Background: Familial chylomicronemia syndrome (FCS) is an ultrarare inherited disorder. Genetic testing is not always feasible or conclusive. European clinicians developed a "FCS score" to differentiate between FCS and multifactorial chylomicronemia syndrome (MCS), a more common condition with overlapping features. A diagnostic score has not been developed for use in the North American context.

Objective: To develop and validate a diagnostic score for North American patients based on signs, symptoms and biochemical traits of FCS.

Methods: Using the RAND/UCLA modified Delphi process, we convened ten US/Canadian physicians with experience recognizing and treating FCS and one adult patient with FCS. The panel developed and rated 296 scenarios describing patients with FCS. Linear regression analyses used median post-meeting ratings to develop score parameters. We tested the score's sensitivity, specificity, positive predictive value (PPV), and negative predictive value (NPV) in patients with classical FCS, functional FCS, and MCS from Western University's Lipid Genetics Clinic's registry.

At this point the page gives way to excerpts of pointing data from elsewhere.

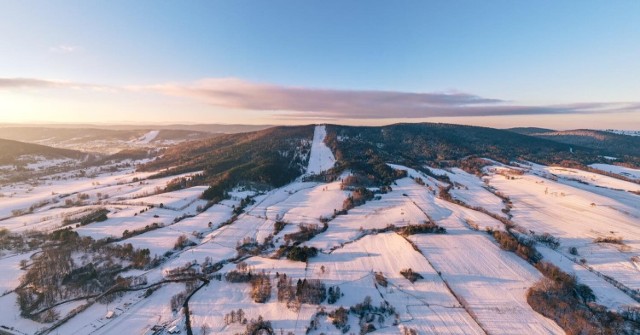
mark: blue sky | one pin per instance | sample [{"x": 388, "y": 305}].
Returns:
[{"x": 559, "y": 64}]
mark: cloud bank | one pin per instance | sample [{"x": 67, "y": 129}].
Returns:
[
  {"x": 302, "y": 103},
  {"x": 34, "y": 83}
]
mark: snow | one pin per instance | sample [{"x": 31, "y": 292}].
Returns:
[
  {"x": 576, "y": 214},
  {"x": 10, "y": 271},
  {"x": 492, "y": 282},
  {"x": 148, "y": 137},
  {"x": 621, "y": 170},
  {"x": 470, "y": 285},
  {"x": 321, "y": 157}
]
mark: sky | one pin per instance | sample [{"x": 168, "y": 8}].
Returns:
[{"x": 554, "y": 64}]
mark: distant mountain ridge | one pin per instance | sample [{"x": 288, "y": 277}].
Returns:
[
  {"x": 278, "y": 155},
  {"x": 11, "y": 150},
  {"x": 607, "y": 142}
]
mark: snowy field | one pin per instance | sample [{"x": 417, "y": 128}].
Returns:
[
  {"x": 467, "y": 283},
  {"x": 621, "y": 170}
]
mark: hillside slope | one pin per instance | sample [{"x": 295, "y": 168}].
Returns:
[
  {"x": 607, "y": 142},
  {"x": 11, "y": 151}
]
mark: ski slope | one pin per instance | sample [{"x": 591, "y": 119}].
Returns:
[{"x": 321, "y": 158}]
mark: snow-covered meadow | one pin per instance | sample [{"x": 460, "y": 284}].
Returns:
[{"x": 467, "y": 284}]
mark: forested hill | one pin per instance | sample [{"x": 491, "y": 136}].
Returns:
[
  {"x": 11, "y": 150},
  {"x": 606, "y": 142},
  {"x": 272, "y": 157}
]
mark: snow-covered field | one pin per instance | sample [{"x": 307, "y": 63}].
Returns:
[
  {"x": 621, "y": 170},
  {"x": 321, "y": 157},
  {"x": 469, "y": 285}
]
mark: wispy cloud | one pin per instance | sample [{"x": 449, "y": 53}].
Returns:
[
  {"x": 302, "y": 103},
  {"x": 65, "y": 49},
  {"x": 35, "y": 83}
]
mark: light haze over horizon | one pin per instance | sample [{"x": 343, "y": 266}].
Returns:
[{"x": 560, "y": 65}]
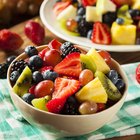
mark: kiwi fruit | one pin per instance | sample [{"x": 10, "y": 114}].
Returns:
[
  {"x": 111, "y": 89},
  {"x": 23, "y": 83},
  {"x": 87, "y": 62}
]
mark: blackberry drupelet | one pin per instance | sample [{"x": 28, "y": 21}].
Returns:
[
  {"x": 3, "y": 70},
  {"x": 84, "y": 27},
  {"x": 71, "y": 106},
  {"x": 18, "y": 65},
  {"x": 67, "y": 48}
]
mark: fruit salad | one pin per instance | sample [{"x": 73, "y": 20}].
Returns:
[
  {"x": 102, "y": 21},
  {"x": 64, "y": 79}
]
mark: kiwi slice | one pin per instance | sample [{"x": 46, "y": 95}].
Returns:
[
  {"x": 23, "y": 83},
  {"x": 111, "y": 89},
  {"x": 87, "y": 62}
]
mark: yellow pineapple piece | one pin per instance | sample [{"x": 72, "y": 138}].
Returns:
[
  {"x": 93, "y": 91},
  {"x": 123, "y": 34}
]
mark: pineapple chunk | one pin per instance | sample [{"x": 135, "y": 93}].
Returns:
[
  {"x": 123, "y": 34},
  {"x": 99, "y": 61},
  {"x": 91, "y": 14},
  {"x": 93, "y": 91}
]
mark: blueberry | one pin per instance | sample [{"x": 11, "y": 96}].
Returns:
[
  {"x": 120, "y": 21},
  {"x": 28, "y": 97},
  {"x": 14, "y": 76},
  {"x": 31, "y": 50},
  {"x": 10, "y": 59},
  {"x": 37, "y": 77},
  {"x": 120, "y": 84},
  {"x": 113, "y": 76},
  {"x": 50, "y": 75},
  {"x": 35, "y": 61},
  {"x": 89, "y": 34}
]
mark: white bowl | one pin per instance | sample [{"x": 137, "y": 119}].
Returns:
[{"x": 66, "y": 125}]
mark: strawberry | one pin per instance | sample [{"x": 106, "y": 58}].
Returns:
[
  {"x": 55, "y": 105},
  {"x": 63, "y": 88},
  {"x": 54, "y": 44},
  {"x": 122, "y": 2},
  {"x": 60, "y": 6},
  {"x": 35, "y": 32},
  {"x": 100, "y": 34},
  {"x": 70, "y": 65},
  {"x": 88, "y": 2},
  {"x": 9, "y": 41},
  {"x": 138, "y": 73}
]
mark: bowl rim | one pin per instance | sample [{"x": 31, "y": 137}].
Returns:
[{"x": 63, "y": 115}]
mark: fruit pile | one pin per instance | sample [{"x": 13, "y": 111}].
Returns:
[
  {"x": 102, "y": 21},
  {"x": 64, "y": 79}
]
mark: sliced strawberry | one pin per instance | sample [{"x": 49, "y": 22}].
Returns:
[
  {"x": 54, "y": 44},
  {"x": 122, "y": 2},
  {"x": 63, "y": 88},
  {"x": 100, "y": 34},
  {"x": 55, "y": 105},
  {"x": 45, "y": 68},
  {"x": 88, "y": 2},
  {"x": 60, "y": 6},
  {"x": 70, "y": 65}
]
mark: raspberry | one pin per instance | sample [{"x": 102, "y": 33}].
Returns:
[{"x": 35, "y": 32}]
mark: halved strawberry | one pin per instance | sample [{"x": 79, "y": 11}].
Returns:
[
  {"x": 100, "y": 34},
  {"x": 88, "y": 2},
  {"x": 60, "y": 6},
  {"x": 55, "y": 105},
  {"x": 70, "y": 65},
  {"x": 54, "y": 44},
  {"x": 63, "y": 88}
]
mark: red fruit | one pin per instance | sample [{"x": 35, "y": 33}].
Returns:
[
  {"x": 60, "y": 6},
  {"x": 106, "y": 56},
  {"x": 70, "y": 65},
  {"x": 54, "y": 44},
  {"x": 55, "y": 105},
  {"x": 88, "y": 2},
  {"x": 9, "y": 41},
  {"x": 43, "y": 88},
  {"x": 100, "y": 34},
  {"x": 45, "y": 68},
  {"x": 138, "y": 73},
  {"x": 63, "y": 88},
  {"x": 35, "y": 32},
  {"x": 52, "y": 57},
  {"x": 122, "y": 2}
]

Results: Numerical scores were attributed based upon the following: age, hypertriglyceridemia onset, body mass index, history of abdominal pain/pancreatitis, presence of secondary factors, triglyceride (TG) levels, ratio of TG/total cholesterol, and apolipoprotein B level. Scores ≥60 indicate definite classical FCS; the score distinguished patients with FCS from MCS in a real-world registry (100.0 % specificity, 66.7 % sensitivity, 100.0 % PPV, 95.5 % NPV). Scores ≥45 were "very likely" to have classical FCS (96.9 % specificity, 88.9 % sensitivity).

Conclusion: Given its simplicity and high specificity for distinguishing patients with FCS from MCS, the NAFCS Score could be used in lieu of - or while awaiting - genetic testing to optimize treatment.